Hands-on experience of one of the following technologies: Numerical Calculation, Compilation, Algorithm & chip co-design, Runtime, Shared Memory.
Knowledge of AI industry application scenarios, be familiar with mainstream models and algorithm development trends, and be able to extract requirements for the chip layer.
Experience in analyzing workload sensitivity to micro-architecture features, evaluating performance trade-offs, and recommending improvements to both micro-architecture and application software for optimal efficiency.
Familiarity with the performance impact of different compute, memory, and communication configurations, as well as hardware and software implementation choices, on AI acceleration.

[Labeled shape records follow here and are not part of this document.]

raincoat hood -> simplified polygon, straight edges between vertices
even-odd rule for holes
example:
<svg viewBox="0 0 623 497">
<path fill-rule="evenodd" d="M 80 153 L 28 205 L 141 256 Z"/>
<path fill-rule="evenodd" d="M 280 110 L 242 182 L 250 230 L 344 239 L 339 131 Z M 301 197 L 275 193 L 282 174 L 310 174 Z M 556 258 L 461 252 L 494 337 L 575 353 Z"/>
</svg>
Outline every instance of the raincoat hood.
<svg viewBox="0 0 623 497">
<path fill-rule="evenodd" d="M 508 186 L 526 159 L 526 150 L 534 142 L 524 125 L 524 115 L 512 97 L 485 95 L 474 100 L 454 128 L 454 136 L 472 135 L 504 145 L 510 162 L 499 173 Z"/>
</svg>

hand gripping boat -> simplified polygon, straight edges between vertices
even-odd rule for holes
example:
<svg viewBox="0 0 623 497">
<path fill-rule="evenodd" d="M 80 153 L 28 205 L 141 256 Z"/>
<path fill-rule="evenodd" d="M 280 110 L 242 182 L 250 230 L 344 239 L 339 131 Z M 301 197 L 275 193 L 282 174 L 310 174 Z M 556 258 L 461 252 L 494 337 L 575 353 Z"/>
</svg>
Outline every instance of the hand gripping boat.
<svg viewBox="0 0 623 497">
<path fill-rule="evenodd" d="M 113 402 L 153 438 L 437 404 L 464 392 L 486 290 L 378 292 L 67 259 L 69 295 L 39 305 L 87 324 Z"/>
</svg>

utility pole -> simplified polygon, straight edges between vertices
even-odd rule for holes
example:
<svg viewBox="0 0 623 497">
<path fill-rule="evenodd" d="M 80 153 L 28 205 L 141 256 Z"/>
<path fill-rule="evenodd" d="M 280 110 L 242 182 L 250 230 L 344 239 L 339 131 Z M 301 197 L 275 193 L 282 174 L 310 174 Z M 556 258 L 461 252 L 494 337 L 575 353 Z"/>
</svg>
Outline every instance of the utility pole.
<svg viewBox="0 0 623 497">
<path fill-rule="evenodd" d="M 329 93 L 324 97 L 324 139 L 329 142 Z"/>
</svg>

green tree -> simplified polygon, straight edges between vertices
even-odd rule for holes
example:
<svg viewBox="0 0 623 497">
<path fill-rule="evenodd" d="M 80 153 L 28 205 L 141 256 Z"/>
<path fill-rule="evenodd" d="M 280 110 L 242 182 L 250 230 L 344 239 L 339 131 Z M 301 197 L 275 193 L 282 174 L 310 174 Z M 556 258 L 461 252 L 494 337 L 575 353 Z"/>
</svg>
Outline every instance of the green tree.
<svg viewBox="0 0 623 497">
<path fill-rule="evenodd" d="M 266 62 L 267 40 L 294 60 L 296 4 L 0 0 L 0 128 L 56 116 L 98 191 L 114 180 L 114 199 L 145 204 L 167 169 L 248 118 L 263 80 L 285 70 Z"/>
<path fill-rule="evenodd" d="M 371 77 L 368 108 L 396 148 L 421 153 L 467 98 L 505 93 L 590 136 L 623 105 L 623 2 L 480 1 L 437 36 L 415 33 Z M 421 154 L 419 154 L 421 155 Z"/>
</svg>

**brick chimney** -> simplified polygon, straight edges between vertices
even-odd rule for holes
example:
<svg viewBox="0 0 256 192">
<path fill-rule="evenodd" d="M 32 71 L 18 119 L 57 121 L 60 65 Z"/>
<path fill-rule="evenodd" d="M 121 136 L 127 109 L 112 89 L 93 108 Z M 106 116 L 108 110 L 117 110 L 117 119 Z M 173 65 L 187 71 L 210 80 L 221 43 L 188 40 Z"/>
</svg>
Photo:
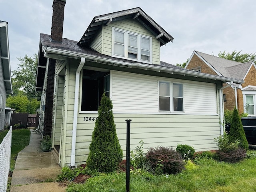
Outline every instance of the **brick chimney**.
<svg viewBox="0 0 256 192">
<path fill-rule="evenodd" d="M 66 0 L 53 0 L 51 38 L 52 41 L 62 43 Z"/>
</svg>

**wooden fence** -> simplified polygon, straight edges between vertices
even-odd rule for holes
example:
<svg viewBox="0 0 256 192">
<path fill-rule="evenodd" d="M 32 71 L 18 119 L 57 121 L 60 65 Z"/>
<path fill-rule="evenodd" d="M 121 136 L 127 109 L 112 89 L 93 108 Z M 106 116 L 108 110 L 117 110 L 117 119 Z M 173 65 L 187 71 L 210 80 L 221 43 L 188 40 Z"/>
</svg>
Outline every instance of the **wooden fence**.
<svg viewBox="0 0 256 192">
<path fill-rule="evenodd" d="M 39 116 L 38 114 L 28 114 L 27 113 L 13 113 L 10 125 L 13 126 L 16 124 L 23 125 L 26 127 L 36 127 L 38 126 Z"/>
</svg>

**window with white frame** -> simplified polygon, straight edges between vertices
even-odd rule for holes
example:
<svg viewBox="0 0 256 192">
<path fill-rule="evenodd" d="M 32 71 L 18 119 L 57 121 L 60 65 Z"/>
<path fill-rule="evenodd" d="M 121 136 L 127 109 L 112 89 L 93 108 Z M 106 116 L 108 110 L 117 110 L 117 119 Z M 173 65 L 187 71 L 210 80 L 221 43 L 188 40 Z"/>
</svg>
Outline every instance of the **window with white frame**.
<svg viewBox="0 0 256 192">
<path fill-rule="evenodd" d="M 245 107 L 246 110 L 246 113 L 249 115 L 254 115 L 254 97 L 253 95 L 246 95 L 246 104 Z"/>
<path fill-rule="evenodd" d="M 97 111 L 102 94 L 110 93 L 109 72 L 83 70 L 81 111 Z"/>
<path fill-rule="evenodd" d="M 112 56 L 152 62 L 152 38 L 113 28 Z"/>
<path fill-rule="evenodd" d="M 183 112 L 183 85 L 159 81 L 159 110 Z"/>
</svg>

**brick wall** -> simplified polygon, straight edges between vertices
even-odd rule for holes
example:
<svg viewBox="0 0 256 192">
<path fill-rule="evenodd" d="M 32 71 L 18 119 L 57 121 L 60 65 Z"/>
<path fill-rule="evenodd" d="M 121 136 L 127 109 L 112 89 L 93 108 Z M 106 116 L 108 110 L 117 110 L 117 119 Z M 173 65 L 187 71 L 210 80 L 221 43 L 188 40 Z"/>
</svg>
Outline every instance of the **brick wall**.
<svg viewBox="0 0 256 192">
<path fill-rule="evenodd" d="M 52 134 L 52 105 L 54 82 L 54 72 L 56 60 L 50 59 L 48 69 L 48 78 L 46 85 L 46 96 L 45 99 L 44 136 Z"/>
<path fill-rule="evenodd" d="M 55 41 L 62 42 L 65 0 L 54 0 L 52 4 L 52 20 L 51 38 Z"/>
<path fill-rule="evenodd" d="M 188 69 L 193 69 L 198 66 L 201 66 L 201 72 L 202 73 L 218 75 L 217 73 L 206 64 L 197 55 L 194 54 L 188 66 L 187 66 L 186 68 Z"/>
</svg>

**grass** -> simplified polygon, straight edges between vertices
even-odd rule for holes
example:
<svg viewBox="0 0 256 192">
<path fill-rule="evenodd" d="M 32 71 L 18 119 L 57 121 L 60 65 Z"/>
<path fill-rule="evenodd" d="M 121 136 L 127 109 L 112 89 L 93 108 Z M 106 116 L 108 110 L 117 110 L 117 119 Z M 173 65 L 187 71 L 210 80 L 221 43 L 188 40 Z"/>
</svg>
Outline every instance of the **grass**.
<svg viewBox="0 0 256 192">
<path fill-rule="evenodd" d="M 0 132 L 0 143 L 7 134 L 9 130 Z M 10 171 L 12 172 L 15 166 L 18 154 L 29 144 L 30 131 L 28 129 L 12 130 L 12 149 L 11 150 L 11 162 Z M 11 178 L 8 178 L 7 192 L 10 191 Z"/>
<path fill-rule="evenodd" d="M 231 164 L 213 159 L 202 159 L 196 168 L 177 175 L 148 177 L 131 173 L 130 191 L 254 192 L 256 191 L 256 158 Z M 73 184 L 67 190 L 76 192 L 125 192 L 126 174 L 101 174 L 84 184 Z"/>
<path fill-rule="evenodd" d="M 0 143 L 9 131 L 4 130 L 0 132 Z M 28 129 L 12 130 L 12 150 L 11 151 L 11 163 L 10 170 L 12 171 L 14 168 L 15 161 L 18 154 L 28 145 L 30 137 L 30 131 Z"/>
</svg>

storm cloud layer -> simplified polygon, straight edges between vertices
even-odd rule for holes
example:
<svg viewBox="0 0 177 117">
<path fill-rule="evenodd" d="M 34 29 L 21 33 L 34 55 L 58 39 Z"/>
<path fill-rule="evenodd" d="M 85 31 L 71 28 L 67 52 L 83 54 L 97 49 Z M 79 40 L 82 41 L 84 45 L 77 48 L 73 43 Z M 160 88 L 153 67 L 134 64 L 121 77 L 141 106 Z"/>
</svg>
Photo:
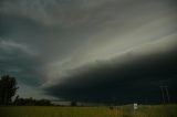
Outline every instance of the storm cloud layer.
<svg viewBox="0 0 177 117">
<path fill-rule="evenodd" d="M 19 94 L 177 102 L 175 0 L 1 0 L 0 73 Z M 29 92 L 28 94 L 25 92 Z"/>
</svg>

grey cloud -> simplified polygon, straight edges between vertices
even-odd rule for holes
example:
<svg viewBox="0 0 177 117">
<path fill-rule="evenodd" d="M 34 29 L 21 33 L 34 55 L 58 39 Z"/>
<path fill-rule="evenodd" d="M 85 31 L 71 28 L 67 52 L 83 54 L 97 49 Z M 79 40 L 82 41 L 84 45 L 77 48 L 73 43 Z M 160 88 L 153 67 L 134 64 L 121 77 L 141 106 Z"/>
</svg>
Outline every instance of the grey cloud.
<svg viewBox="0 0 177 117">
<path fill-rule="evenodd" d="M 108 103 L 115 98 L 119 104 L 160 103 L 159 86 L 167 85 L 171 102 L 177 102 L 175 50 L 148 55 L 126 54 L 122 57 L 127 60 L 121 63 L 118 59 L 94 62 L 55 81 L 45 88 L 46 94 L 79 102 Z"/>
</svg>

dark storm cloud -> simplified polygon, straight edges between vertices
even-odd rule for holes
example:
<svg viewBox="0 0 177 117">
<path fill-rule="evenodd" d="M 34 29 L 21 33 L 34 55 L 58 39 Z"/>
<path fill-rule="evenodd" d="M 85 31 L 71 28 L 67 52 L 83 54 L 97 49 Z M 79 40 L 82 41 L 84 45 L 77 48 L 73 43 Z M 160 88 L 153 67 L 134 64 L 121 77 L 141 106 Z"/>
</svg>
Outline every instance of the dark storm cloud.
<svg viewBox="0 0 177 117">
<path fill-rule="evenodd" d="M 37 52 L 28 45 L 0 39 L 0 73 L 14 75 L 19 82 L 39 84 Z"/>
<path fill-rule="evenodd" d="M 160 103 L 159 86 L 169 88 L 171 102 L 177 102 L 177 55 L 175 50 L 148 55 L 126 54 L 117 59 L 95 62 L 71 71 L 71 76 L 48 87 L 50 95 L 80 102 L 113 102 L 119 104 Z"/>
</svg>

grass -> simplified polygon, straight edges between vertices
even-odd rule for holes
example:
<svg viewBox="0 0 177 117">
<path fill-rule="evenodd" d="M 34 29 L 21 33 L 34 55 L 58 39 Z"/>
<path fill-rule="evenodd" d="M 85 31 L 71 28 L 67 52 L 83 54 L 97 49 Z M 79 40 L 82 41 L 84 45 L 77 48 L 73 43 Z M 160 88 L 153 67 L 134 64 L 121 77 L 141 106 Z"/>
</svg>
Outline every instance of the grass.
<svg viewBox="0 0 177 117">
<path fill-rule="evenodd" d="M 177 105 L 108 107 L 7 106 L 0 117 L 177 117 Z"/>
</svg>

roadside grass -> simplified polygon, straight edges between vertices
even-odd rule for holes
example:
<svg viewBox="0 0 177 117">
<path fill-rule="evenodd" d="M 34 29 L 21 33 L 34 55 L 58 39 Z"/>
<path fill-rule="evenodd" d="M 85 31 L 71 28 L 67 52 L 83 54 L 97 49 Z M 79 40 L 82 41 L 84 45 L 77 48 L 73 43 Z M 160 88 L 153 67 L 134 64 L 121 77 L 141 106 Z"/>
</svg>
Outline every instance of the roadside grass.
<svg viewBox="0 0 177 117">
<path fill-rule="evenodd" d="M 4 106 L 0 117 L 177 117 L 177 105 L 102 107 Z"/>
</svg>

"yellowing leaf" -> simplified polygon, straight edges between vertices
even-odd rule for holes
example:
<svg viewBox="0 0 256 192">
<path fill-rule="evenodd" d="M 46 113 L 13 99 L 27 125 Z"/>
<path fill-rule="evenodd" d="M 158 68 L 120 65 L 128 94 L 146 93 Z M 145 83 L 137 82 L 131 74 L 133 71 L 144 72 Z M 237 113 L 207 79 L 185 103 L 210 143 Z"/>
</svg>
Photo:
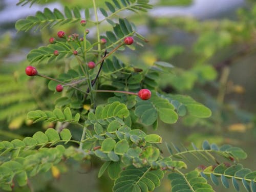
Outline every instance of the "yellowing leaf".
<svg viewBox="0 0 256 192">
<path fill-rule="evenodd" d="M 56 179 L 59 179 L 60 176 L 60 172 L 56 166 L 52 166 L 51 167 L 52 174 L 53 177 Z"/>
<path fill-rule="evenodd" d="M 244 133 L 246 131 L 246 126 L 242 123 L 236 123 L 230 125 L 228 127 L 230 132 Z"/>
</svg>

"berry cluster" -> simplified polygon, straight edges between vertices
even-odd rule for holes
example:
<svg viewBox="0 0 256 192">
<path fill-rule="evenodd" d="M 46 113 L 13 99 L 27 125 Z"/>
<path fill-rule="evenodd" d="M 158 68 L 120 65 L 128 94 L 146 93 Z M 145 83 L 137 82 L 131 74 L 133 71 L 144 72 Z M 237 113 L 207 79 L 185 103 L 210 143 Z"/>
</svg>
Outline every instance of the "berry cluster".
<svg viewBox="0 0 256 192">
<path fill-rule="evenodd" d="M 82 20 L 80 22 L 80 25 L 82 27 L 85 27 L 86 26 L 87 24 L 87 21 L 86 20 Z M 84 30 L 84 36 L 82 37 L 79 37 L 79 35 L 77 33 L 74 33 L 72 35 L 68 35 L 67 36 L 66 34 L 66 33 L 63 31 L 59 31 L 57 32 L 57 35 L 59 38 L 63 38 L 65 39 L 67 42 L 70 42 L 72 41 L 75 41 L 79 43 L 80 41 L 83 41 L 83 38 L 84 37 L 88 34 L 89 34 L 90 32 L 89 30 L 88 29 L 86 29 Z M 101 62 L 101 66 L 99 68 L 99 71 L 98 72 L 98 74 L 97 75 L 96 78 L 93 80 L 93 81 L 92 81 L 92 86 L 93 86 L 94 83 L 95 82 L 96 80 L 97 80 L 97 78 L 98 76 L 98 75 L 99 74 L 99 72 L 100 72 L 100 70 L 101 70 L 101 67 L 102 65 L 103 64 L 103 62 L 104 62 L 104 59 L 109 56 L 111 53 L 113 53 L 114 51 L 116 51 L 118 50 L 118 49 L 122 46 L 123 45 L 132 45 L 134 42 L 134 39 L 131 36 L 127 36 L 125 37 L 123 39 L 123 41 L 122 42 L 121 44 L 120 44 L 117 47 L 116 47 L 113 51 L 112 51 L 109 54 L 106 54 L 106 50 L 105 52 L 105 55 L 103 58 L 102 58 L 102 59 L 99 61 L 98 63 L 95 63 L 93 61 L 89 61 L 87 63 L 87 66 L 89 69 L 92 69 L 95 68 L 95 67 L 100 62 Z M 49 41 L 50 44 L 55 44 L 58 41 L 57 40 L 56 40 L 54 37 L 51 37 L 49 39 Z M 98 44 L 100 44 L 101 45 L 105 45 L 107 43 L 107 40 L 105 38 L 101 38 L 100 39 L 100 41 L 98 42 Z M 80 45 L 81 46 L 81 45 Z M 78 52 L 78 50 L 74 50 L 72 51 L 72 53 L 75 56 L 82 56 L 82 55 L 79 55 L 79 52 Z M 55 55 L 56 56 L 57 56 L 59 55 L 59 54 L 61 53 L 58 50 L 54 50 L 53 54 L 54 55 Z M 61 81 L 57 80 L 55 79 L 51 78 L 50 77 L 48 77 L 46 75 L 40 74 L 37 72 L 37 71 L 36 70 L 36 69 L 32 66 L 28 66 L 26 68 L 26 73 L 27 75 L 28 76 L 35 76 L 37 75 L 42 77 L 46 78 L 49 79 L 54 80 L 57 82 L 61 82 Z M 63 89 L 63 87 L 65 86 L 67 86 L 67 87 L 70 87 L 72 88 L 76 89 L 79 91 L 80 91 L 81 92 L 82 92 L 83 93 L 85 94 L 88 94 L 89 93 L 89 89 L 87 90 L 86 92 L 84 92 L 82 91 L 82 90 L 81 90 L 79 89 L 78 88 L 76 88 L 75 86 L 73 86 L 74 84 L 75 84 L 76 83 L 78 83 L 79 82 L 81 82 L 81 81 L 77 81 L 77 82 L 72 82 L 71 83 L 66 83 L 65 82 L 61 82 L 61 84 L 58 84 L 56 87 L 56 91 L 58 92 L 61 92 L 62 91 Z M 90 81 L 89 81 L 90 82 Z M 142 100 L 147 100 L 149 99 L 151 97 L 151 93 L 150 90 L 145 89 L 143 89 L 140 90 L 138 93 L 132 93 L 132 92 L 125 92 L 125 91 L 110 91 L 110 90 L 94 90 L 94 91 L 95 92 L 119 92 L 119 93 L 122 93 L 124 94 L 131 94 L 131 95 L 137 95 L 140 97 L 141 99 Z"/>
</svg>

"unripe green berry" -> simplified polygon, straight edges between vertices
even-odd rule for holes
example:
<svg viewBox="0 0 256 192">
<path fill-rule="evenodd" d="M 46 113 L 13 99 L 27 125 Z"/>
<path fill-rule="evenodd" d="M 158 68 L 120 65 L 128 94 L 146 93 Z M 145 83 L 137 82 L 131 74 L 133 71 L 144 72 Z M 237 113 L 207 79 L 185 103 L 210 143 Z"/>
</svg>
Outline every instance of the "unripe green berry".
<svg viewBox="0 0 256 192">
<path fill-rule="evenodd" d="M 35 76 L 37 75 L 36 69 L 32 66 L 28 66 L 26 68 L 25 72 L 27 75 Z"/>
<path fill-rule="evenodd" d="M 81 20 L 80 22 L 80 24 L 81 24 L 81 25 L 82 26 L 82 27 L 84 27 L 86 25 L 86 20 Z"/>
<path fill-rule="evenodd" d="M 95 67 L 95 63 L 93 61 L 90 61 L 88 65 L 90 69 L 93 69 Z"/>
<path fill-rule="evenodd" d="M 133 38 L 130 36 L 124 38 L 124 39 L 123 40 L 123 42 L 125 45 L 132 45 L 133 44 Z"/>
<path fill-rule="evenodd" d="M 59 84 L 56 86 L 56 91 L 58 92 L 61 92 L 63 90 L 63 86 Z"/>
<path fill-rule="evenodd" d="M 102 38 L 102 39 L 100 39 L 100 42 L 101 45 L 105 45 L 106 44 L 106 39 Z"/>
</svg>

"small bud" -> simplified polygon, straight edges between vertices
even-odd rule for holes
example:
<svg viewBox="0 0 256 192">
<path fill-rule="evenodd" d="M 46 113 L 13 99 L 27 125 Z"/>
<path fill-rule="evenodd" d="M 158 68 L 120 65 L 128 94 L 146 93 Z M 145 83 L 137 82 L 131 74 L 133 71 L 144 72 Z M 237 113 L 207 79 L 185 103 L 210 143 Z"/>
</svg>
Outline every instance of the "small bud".
<svg viewBox="0 0 256 192">
<path fill-rule="evenodd" d="M 80 24 L 81 24 L 81 25 L 82 27 L 84 27 L 86 25 L 86 20 L 81 20 L 80 22 Z"/>
<path fill-rule="evenodd" d="M 95 67 L 95 63 L 93 61 L 90 61 L 88 65 L 90 69 L 93 69 Z"/>
<path fill-rule="evenodd" d="M 65 37 L 65 32 L 62 31 L 59 31 L 57 34 L 59 38 L 64 38 Z"/>
<path fill-rule="evenodd" d="M 63 86 L 59 84 L 56 86 L 56 91 L 58 92 L 61 92 L 63 90 Z"/>
<path fill-rule="evenodd" d="M 27 75 L 35 76 L 37 75 L 36 69 L 32 66 L 28 66 L 26 68 L 25 72 Z"/>
<path fill-rule="evenodd" d="M 53 52 L 53 54 L 55 55 L 55 56 L 58 56 L 59 55 L 59 52 L 58 50 L 55 50 L 54 52 Z"/>
<path fill-rule="evenodd" d="M 54 42 L 55 42 L 55 38 L 54 37 L 51 37 L 50 38 L 49 38 L 49 41 L 50 44 L 54 44 Z"/>
<path fill-rule="evenodd" d="M 78 53 L 78 52 L 76 50 L 75 50 L 73 52 L 73 54 L 74 54 L 74 55 L 77 55 Z"/>
<path fill-rule="evenodd" d="M 151 97 L 151 92 L 146 89 L 142 89 L 138 93 L 138 96 L 142 100 L 147 100 Z"/>
<path fill-rule="evenodd" d="M 100 42 L 101 45 L 105 45 L 106 44 L 106 39 L 102 38 L 102 39 L 100 39 Z"/>
<path fill-rule="evenodd" d="M 134 41 L 133 38 L 132 37 L 126 37 L 124 38 L 123 42 L 125 45 L 132 45 Z"/>
</svg>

Experience with GPU compute APIs such as CUDA or OpenCL, and the ability to utilize GPU/NPU-optimized libraries to enhance performance.
Experience in the development of deep learning frameworks, compilers, or system software.
Strong background in compilers and optimization techniques; experience with LLVM-MLIR is a plus, but not required.
Experience in software development using C/C++ and python.
Desired:
Relevant experience in several sub-fields of AI application algorithms, frameworks, runtime, modelling and simulation, and compilers.
In-depth understanding of the innovative methods, platforms, and tools of AI head manufacturers, and have experience in transforming application and academic research achievements into commercial products.
Experience with GPU acceleration using AMD or Nvidia GPUs.
Experience in developing inference backends and compilers for GPU or NPU.
Experience with AI/ML inference frameworks like ONNXRuntime, IREE or TVM.
Experience with deploying AI models in production environments.